Global Climate Change agreement - implications thus far at EU and UK levels


The agreement, reached in Paris in December 2015 (as reported on in our article: The Paris Climate Change Agreement: Overview) opens for signing/ratification this week in New York (22 April 2016). It is anticipated that this will be a well published ceremony and Christiana Figueres, the outgoing Executive Secretary of UNFCCC, has optimistically stated that it could be in effect two years earlier than the originally planned date of 2020. In this article we consider recent communications by the European Commission (“Commission”) and the UK’s House of Commons’ Energy and Climate Change (select) Committee (“ECCC”).

Initial EU level proposals

On 2 March 2016 the Commission published a communication to the European Parliament and the Council assessing the implications of Global Climate Change Agreement for the EU as well as the next steps for the implementation of the Global Climate Change Agreement. Amongst the steps taken is authorisation for a representative to sign and ratify the Global Climate Change Agreement at the ceremony on 22 April 2016 on behalf of the EU.

EU priorities

The 2030 energy and climate change framework agreed by the European Council in its Conclusions of October 2014 are to remain. The latest decision supports pursuing these goals in light of the Global Climate Change Agreement. These conclusions set an EU-wide target of 40% greenhouse gas emissions reduction for 2030, as well as renewable energy and energy efficiency targets of at least 27% from the 1990 base level.
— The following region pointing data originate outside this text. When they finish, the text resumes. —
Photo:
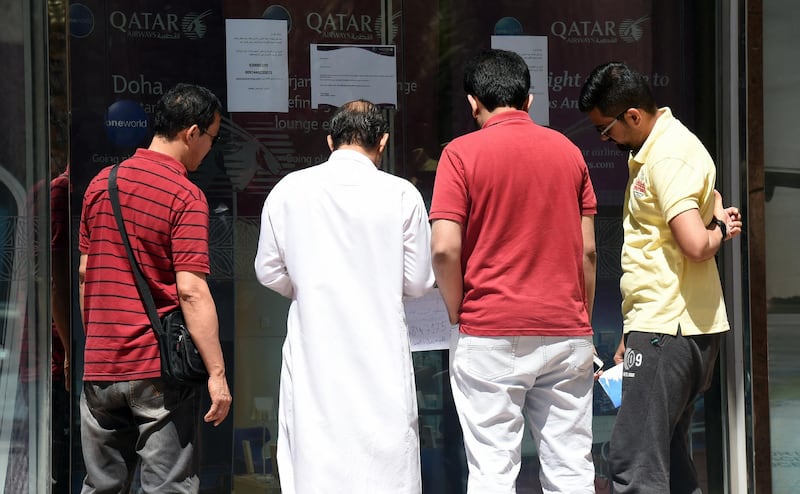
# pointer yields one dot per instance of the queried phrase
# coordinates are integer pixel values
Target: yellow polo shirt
(662, 289)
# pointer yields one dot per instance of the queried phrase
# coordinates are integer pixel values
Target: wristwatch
(722, 227)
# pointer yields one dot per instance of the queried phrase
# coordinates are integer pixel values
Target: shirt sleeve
(269, 265)
(417, 270)
(190, 238)
(588, 197)
(449, 189)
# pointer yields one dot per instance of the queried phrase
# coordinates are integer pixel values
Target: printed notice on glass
(532, 49)
(342, 73)
(429, 326)
(257, 65)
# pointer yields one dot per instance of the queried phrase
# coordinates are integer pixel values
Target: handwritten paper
(429, 327)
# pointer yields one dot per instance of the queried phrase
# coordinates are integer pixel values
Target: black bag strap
(141, 284)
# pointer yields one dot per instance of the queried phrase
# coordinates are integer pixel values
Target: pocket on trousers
(582, 351)
(490, 361)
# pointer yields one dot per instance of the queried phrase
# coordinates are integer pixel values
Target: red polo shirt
(166, 217)
(518, 190)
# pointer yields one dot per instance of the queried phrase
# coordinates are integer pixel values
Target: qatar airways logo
(352, 27)
(600, 32)
(160, 25)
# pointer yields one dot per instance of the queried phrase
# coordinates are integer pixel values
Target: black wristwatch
(722, 227)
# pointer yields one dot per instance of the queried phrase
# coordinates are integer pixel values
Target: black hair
(614, 87)
(498, 78)
(358, 122)
(182, 106)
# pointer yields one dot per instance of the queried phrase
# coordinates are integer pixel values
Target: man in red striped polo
(129, 415)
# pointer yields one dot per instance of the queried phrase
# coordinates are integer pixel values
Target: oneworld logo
(600, 32)
(160, 25)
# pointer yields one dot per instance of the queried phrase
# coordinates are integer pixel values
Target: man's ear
(528, 103)
(192, 133)
(474, 104)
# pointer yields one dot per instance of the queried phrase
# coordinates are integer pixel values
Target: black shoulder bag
(180, 360)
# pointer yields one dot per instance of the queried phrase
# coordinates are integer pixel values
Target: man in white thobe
(346, 241)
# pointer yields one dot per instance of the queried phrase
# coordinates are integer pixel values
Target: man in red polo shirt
(514, 257)
(129, 415)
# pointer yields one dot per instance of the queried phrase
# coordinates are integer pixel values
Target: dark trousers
(663, 376)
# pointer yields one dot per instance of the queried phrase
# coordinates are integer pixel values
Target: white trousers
(497, 382)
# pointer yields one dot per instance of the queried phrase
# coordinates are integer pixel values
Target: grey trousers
(143, 423)
(663, 376)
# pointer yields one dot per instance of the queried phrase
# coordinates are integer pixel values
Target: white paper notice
(257, 65)
(611, 382)
(342, 73)
(429, 327)
(533, 49)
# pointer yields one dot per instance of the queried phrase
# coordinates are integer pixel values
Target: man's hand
(220, 400)
(619, 355)
(730, 216)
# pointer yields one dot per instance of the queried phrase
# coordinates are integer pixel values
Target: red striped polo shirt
(166, 217)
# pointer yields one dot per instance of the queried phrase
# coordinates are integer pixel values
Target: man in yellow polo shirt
(674, 314)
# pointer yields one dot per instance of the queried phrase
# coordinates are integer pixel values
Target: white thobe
(346, 241)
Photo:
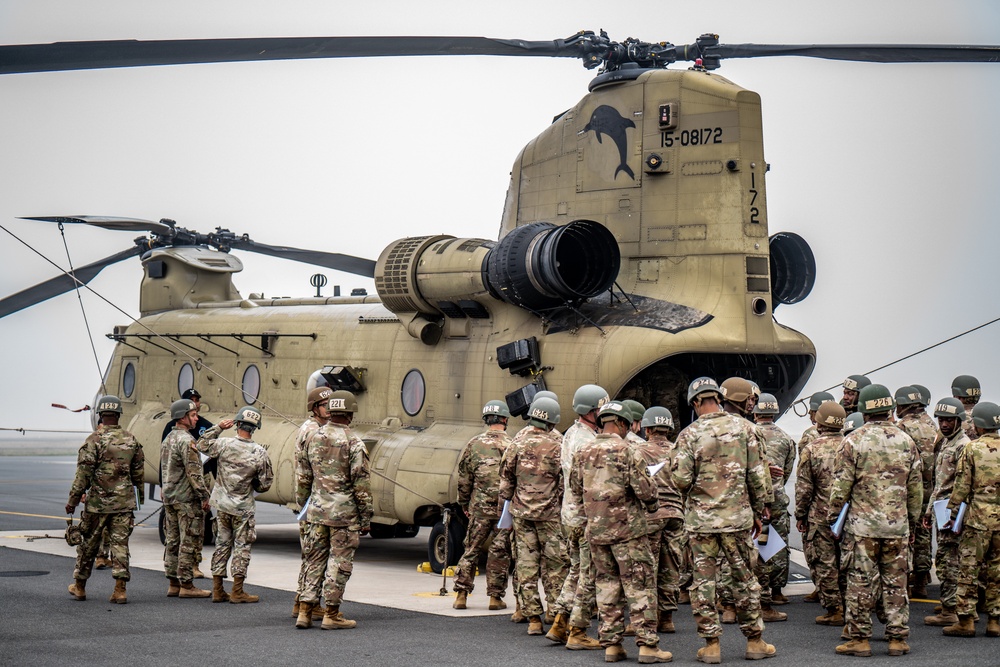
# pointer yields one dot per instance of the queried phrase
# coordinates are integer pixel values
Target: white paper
(506, 519)
(773, 545)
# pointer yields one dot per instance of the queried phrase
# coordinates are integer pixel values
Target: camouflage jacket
(479, 473)
(924, 436)
(814, 478)
(183, 481)
(719, 468)
(670, 504)
(878, 471)
(977, 483)
(531, 476)
(241, 463)
(780, 451)
(946, 466)
(610, 480)
(577, 437)
(332, 473)
(108, 470)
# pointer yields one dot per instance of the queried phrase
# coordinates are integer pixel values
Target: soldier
(531, 479)
(243, 467)
(719, 467)
(109, 474)
(878, 471)
(317, 403)
(609, 479)
(908, 411)
(665, 531)
(950, 413)
(185, 499)
(813, 484)
(780, 459)
(966, 389)
(976, 483)
(333, 479)
(577, 599)
(479, 497)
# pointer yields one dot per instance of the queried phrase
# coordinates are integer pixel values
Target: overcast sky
(887, 170)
In light of the Global Climate Change Agreement, the Commission seeks fast tracking of legislative proposals to implement the 2030 framework (within the next 12 months) by Parliament and Council and include:

- Revising the EU Emissions Trading Scheme (EU-ETS);
- Introducing legislation to set up a “reliable and transparent climate and energy governance mechanism and to streamline the planning and reporting requirements related to climate and energy for the post-2020 period”; and
- Implementing policy proposals to adapt the EU’s regulatory framework in order to prioritise energy efficiency and maintain the momentum in development of renewable energy (including enabling demand response and enhancing flexibility).
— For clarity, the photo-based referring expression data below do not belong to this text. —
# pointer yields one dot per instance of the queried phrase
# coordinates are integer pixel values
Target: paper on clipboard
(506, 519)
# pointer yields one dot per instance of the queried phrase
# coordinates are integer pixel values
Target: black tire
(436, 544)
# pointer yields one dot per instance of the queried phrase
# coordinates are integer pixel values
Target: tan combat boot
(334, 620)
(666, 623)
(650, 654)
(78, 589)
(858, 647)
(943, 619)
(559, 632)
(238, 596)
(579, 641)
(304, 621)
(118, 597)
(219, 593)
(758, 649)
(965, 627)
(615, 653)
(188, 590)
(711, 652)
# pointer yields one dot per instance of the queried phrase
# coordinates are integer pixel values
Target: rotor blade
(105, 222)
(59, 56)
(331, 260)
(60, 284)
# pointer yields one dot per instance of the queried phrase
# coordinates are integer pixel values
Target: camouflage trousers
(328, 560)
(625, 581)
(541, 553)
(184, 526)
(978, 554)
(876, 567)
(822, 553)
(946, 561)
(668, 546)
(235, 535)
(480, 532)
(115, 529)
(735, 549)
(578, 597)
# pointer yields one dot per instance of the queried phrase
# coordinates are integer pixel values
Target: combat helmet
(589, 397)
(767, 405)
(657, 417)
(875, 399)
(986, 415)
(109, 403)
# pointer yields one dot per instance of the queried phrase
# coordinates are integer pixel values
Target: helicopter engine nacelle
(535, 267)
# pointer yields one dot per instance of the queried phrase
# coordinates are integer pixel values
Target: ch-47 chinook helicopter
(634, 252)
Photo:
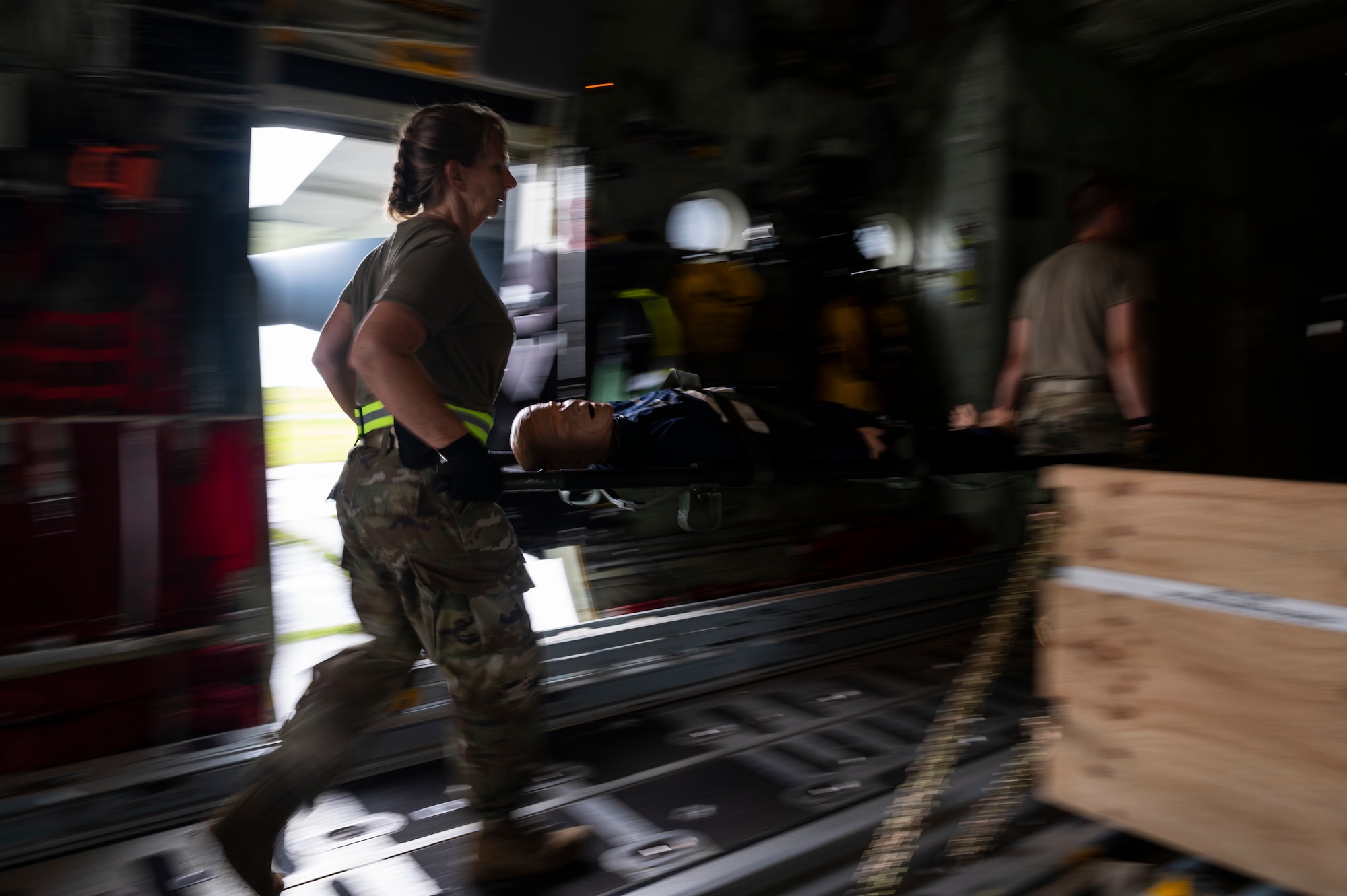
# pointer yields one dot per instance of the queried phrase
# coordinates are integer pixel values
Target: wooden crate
(1212, 722)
In line with the proposals in the Global Climate Change Agreement, the Commission advocates shoring up the role of private investment in the transition to a low emission economy by ensuring that the Investment Plan for Europe promotes emissions reduction and energy efficiency in the Single Market and ensuring that the EU and its Member States contribute their share of the developed countries’ climate finance (USD 100 billion per year by 2020).

Initial UK priorities

In the UK, some steps have also been taken to consider implications of the Global Climate Change Agreement on domestic policy. The ECCC, being a select committee, has identified that one of its 2015 – 2020 priorities is to influence the Government’s long-term approach to meeting climate targets (see its report published on 18 December 2015). This includes focussing on international action such as the likely EU policy approach. Of course (subject perhaps to the outcome of the UK’s referendum in June 2016 on membership of the EU) the UK’s intended nationally determined contributions (“INDCs”) are part of the EU’s INDCs, and thus EU policy decisions are relevant for what is decided in the UK.

The Global Climate Change Agreement is also being considered as part of the ECCC’s inquiry into setting the fifth carbon budget under the UK’s Climate Change Act 2008 (which budget is required to be set by the end of June 2016 and about which another committee, the Committee on Climate Change, has a major advisory role). Interestingly the fifth carbon budget will consider the UK’s ambitions from the perspective of the UK’s Climate Change Act 2008 which refers to holding global temperature rise at 2 degrees centigrade whereas the Global Climate Change Agreement’s goal is “well below” 2 degrees and to “pursue efforts to limit the temperature increase to 1.5 degrees”.


Whilst the dust has settled and the excitement of reaching the first global agreement on climate change has somewhat worn off, the initial responses taken at EU and UK level appear to reiterate existing positions. In real terms this is not surprising. Those existing positions formed the basis of the INDCs (which most probably will become “NDCs” under the Global Climate Change Agreement) and both the EU and the UK were part of the most advanced parties in terms of climate change policy. What will be interesting is to see how strongly policy is implemented, and in other parts of the world how quickly policy is generated and enforced. If the optimism that buoyed governments and businesses in the run up to the climate change negotiations in December 2015 and the ongoing public engagement on the issues proves reliable, implementation of the Global Climate Change Agreement may begin ahead of schedule.